In a 2011 review of the science, researchers found that burdock root *really does* increase circulation, purifying your blood.
8. It fights cancer
You already know burdock root soothes inflammation, which is linked to the development of cancer. But the connection goes even deeper.
One 2011 study found that burdock root slows the growth of pancreatic cancer. Of course, more research is needed to determine its effectiveness on different types of cancerous tumors. But preliminary research is promising.
9. It packs an antioxidant punch
Burdock root is bursting with antioxidants like quercetin, luteolin, and phenolic acids.
Old-ish research (we’re talkin’ 1998) suggests an ingredient in burdock root actively hunts and kills free radicals.
Well, nobody’s perfect. Burdock root hasn’t been studied deeply enough to identify a definitive risk list. And since there’s limited research involving children, it’s best to keep it away from the kids.
Keep these precautions in mind
- Start small.

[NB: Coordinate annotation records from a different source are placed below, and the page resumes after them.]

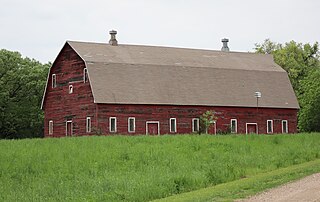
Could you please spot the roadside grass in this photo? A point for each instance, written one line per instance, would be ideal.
(246, 187)
(141, 168)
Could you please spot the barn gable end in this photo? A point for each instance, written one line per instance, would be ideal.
(70, 100)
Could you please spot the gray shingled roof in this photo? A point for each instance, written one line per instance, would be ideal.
(130, 74)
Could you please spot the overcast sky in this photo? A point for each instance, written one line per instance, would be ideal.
(39, 28)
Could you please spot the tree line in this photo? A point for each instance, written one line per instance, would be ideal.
(302, 63)
(23, 80)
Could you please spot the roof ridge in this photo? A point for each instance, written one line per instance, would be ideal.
(171, 47)
(182, 66)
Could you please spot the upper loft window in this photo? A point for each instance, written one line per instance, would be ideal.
(233, 126)
(85, 75)
(54, 80)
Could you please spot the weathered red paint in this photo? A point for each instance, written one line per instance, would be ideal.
(60, 106)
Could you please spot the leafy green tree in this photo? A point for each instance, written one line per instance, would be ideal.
(22, 82)
(309, 115)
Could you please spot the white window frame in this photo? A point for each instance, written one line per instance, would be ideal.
(134, 124)
(257, 129)
(115, 124)
(50, 127)
(236, 126)
(287, 129)
(269, 121)
(54, 80)
(198, 124)
(70, 89)
(88, 124)
(175, 125)
(85, 75)
(157, 122)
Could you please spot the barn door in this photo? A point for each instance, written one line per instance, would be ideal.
(251, 128)
(69, 128)
(152, 128)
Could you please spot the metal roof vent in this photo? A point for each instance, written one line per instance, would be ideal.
(113, 41)
(225, 47)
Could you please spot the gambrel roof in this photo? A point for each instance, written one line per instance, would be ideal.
(132, 74)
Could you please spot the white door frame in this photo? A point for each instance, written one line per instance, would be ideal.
(70, 121)
(152, 122)
(252, 124)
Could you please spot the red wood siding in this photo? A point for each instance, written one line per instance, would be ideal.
(184, 115)
(59, 105)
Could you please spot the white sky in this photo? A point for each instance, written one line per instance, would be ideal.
(39, 28)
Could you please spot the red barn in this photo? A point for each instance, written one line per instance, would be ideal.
(100, 88)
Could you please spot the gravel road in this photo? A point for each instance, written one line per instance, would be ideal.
(306, 189)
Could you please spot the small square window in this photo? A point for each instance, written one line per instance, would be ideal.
(54, 80)
(195, 125)
(113, 124)
(70, 89)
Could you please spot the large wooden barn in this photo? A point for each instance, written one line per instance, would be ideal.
(106, 88)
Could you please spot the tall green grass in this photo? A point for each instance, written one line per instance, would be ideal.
(122, 168)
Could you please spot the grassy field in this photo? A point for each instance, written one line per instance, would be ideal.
(121, 168)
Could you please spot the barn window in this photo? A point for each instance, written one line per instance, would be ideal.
(85, 75)
(195, 125)
(233, 126)
(70, 89)
(54, 80)
(50, 127)
(113, 124)
(284, 126)
(131, 124)
(88, 125)
(173, 125)
(269, 126)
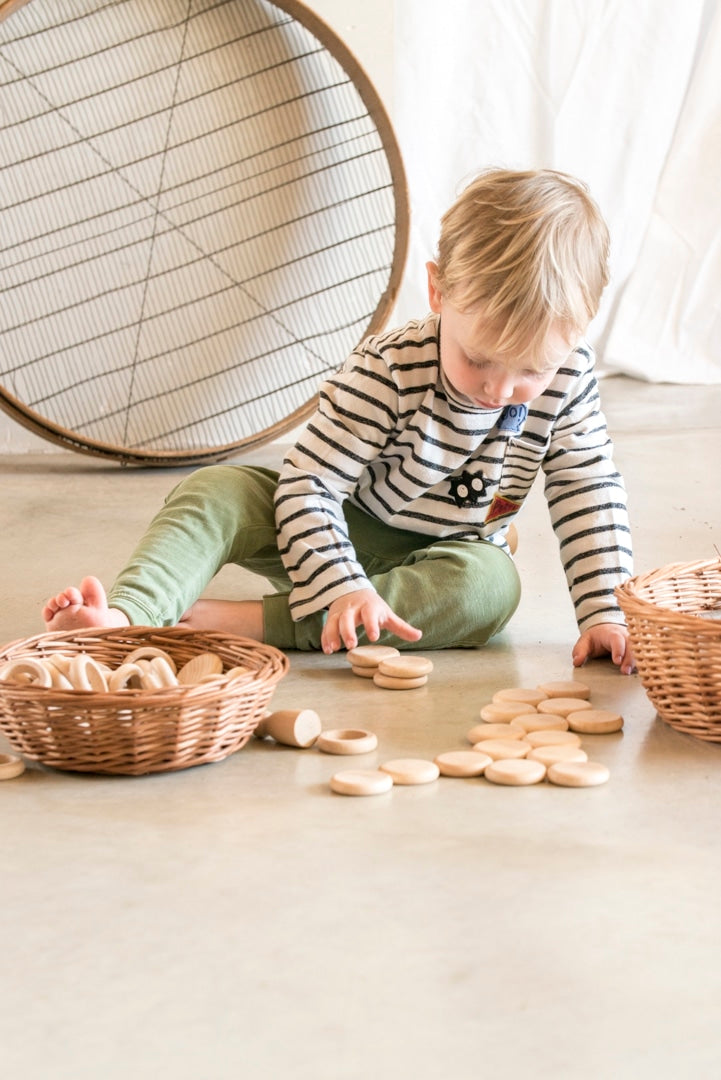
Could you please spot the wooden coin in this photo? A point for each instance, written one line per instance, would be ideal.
(364, 672)
(361, 782)
(293, 727)
(568, 689)
(411, 770)
(515, 773)
(370, 656)
(577, 773)
(12, 765)
(406, 666)
(204, 663)
(548, 755)
(561, 706)
(462, 763)
(501, 712)
(553, 738)
(540, 721)
(347, 741)
(595, 721)
(499, 748)
(481, 731)
(527, 694)
(390, 683)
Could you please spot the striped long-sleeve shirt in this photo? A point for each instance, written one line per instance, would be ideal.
(394, 439)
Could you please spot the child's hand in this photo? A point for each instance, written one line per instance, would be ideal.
(601, 638)
(363, 608)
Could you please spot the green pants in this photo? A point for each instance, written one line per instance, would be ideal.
(459, 593)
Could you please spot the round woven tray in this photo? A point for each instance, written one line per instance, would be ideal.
(134, 732)
(674, 616)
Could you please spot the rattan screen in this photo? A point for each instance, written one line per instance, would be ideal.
(203, 211)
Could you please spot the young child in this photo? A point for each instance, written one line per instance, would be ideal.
(391, 514)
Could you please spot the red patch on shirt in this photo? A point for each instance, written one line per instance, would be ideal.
(501, 508)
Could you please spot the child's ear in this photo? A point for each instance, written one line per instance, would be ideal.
(434, 292)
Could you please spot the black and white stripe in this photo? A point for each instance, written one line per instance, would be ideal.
(390, 435)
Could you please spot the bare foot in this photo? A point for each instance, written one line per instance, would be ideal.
(78, 608)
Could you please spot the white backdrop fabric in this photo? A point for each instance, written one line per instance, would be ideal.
(624, 94)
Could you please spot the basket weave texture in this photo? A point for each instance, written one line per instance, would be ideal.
(674, 616)
(134, 732)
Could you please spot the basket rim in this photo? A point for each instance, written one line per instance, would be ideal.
(269, 653)
(628, 595)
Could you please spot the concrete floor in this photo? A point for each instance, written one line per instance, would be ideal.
(239, 920)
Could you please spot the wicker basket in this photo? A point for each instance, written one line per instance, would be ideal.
(134, 732)
(675, 626)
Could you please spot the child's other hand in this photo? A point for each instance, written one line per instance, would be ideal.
(363, 608)
(601, 638)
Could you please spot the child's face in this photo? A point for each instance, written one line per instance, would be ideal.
(475, 369)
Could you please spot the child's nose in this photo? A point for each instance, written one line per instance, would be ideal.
(499, 387)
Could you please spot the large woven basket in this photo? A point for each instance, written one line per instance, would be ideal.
(674, 616)
(134, 732)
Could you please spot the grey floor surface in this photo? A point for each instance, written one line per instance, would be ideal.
(239, 920)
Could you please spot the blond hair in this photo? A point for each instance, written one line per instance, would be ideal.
(531, 250)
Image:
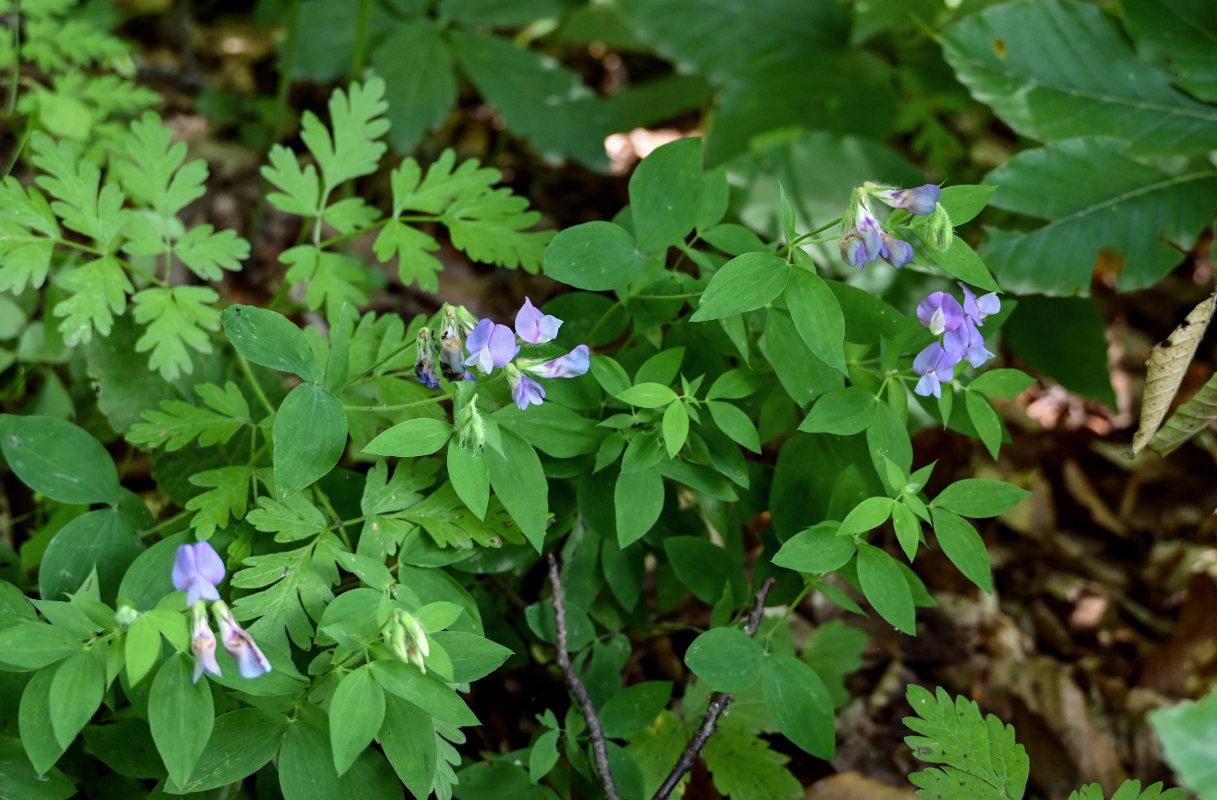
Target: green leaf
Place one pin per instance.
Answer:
(595, 256)
(735, 424)
(76, 694)
(745, 768)
(538, 98)
(727, 659)
(175, 318)
(817, 315)
(884, 585)
(1076, 354)
(424, 691)
(634, 708)
(310, 436)
(983, 761)
(1002, 382)
(270, 340)
(700, 564)
(963, 546)
(180, 715)
(867, 515)
(648, 396)
(1042, 83)
(101, 541)
(1184, 732)
(800, 704)
(410, 438)
(59, 459)
(519, 481)
(1097, 201)
(241, 743)
(742, 284)
(355, 117)
(99, 290)
(842, 412)
(638, 502)
(359, 703)
(665, 195)
(409, 740)
(420, 83)
(470, 479)
(818, 549)
(179, 423)
(980, 497)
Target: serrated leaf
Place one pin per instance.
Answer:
(99, 291)
(228, 497)
(1042, 82)
(1166, 367)
(207, 253)
(1097, 200)
(175, 318)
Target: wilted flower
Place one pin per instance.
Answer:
(197, 570)
(525, 391)
(534, 326)
(202, 643)
(491, 345)
(240, 644)
(425, 362)
(920, 200)
(571, 365)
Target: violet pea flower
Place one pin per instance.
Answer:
(489, 346)
(920, 200)
(240, 644)
(534, 326)
(940, 312)
(571, 365)
(197, 570)
(936, 367)
(977, 308)
(525, 391)
(202, 643)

Since research on dosage is limited, start with the smallest amount.
- Check your labels. Burdock root is considered safe to ingest, but that doesn’t mean you should throw caution to the wind. Only buy from small-batch, reputable companies.
- Buy, don’t forage. Burdock looks a whole lot like belladonna nightshade, which is very poisonous. To make matters worse, the two plants often grow together.
- Stay hydrated. Since burdock root is a diuretic, it can cause dehydration. Chug some H2O before and after that cup of tea.
- Know your allergies. Peeps who’ve had allergic reactions to other flowers might also be allergic to burdock. Be safe, not sorry.
- Preggo? No burdock for you. Avoid burdock and other herbal supplements if you’re pregnant or trying to get pregnant.
Whether you’re into tea or powdered supplements for your morning smoothie, burdock’s got your back. You can try it several ways:
A general rule of thumb is to aim for low-to-moderate consumption and just one cup of burdock tea per day.
Remember, supplements are a pretty unregulated industry. The FDA doesn’t monitor them, so there could be issues with quality, purity, or dosage suggestions. Purchase from reliable companies and check with your doctor if you have questions.
Sure, you can stock up on supplements, teas, and tinctures. But it’s also fun to cook up a batch of fresh burdock, which is generally healthier (and safer!) than supplements.
Burdock root doesn’t take much prep. Just peel it, then fry, boil, or sauté.
Here are several burdock root recipes to get you started.
- kimpira (stir-fried carrot and burdock root)
- burdock root salad
- tataki gobo (pounded burdock root with sesame sauce)
- oven-roasted burdock chips
- kinpira gobo (braised burdock root)
- warming burdock root soup
- Burdock root has been an ancient herbal remedy for digestive issues and infections for centuries.
- Recent medical research suggests it could be effective for several health issues.
- Burdock root is safest and healthiest when fresh. It’s also available as a tea, powder, supplement, or tincture.
- Basically, it’s a pretty healthy little ingredient to add to your pantry. But be cautious about who you buy from and check with your doc about potential risks.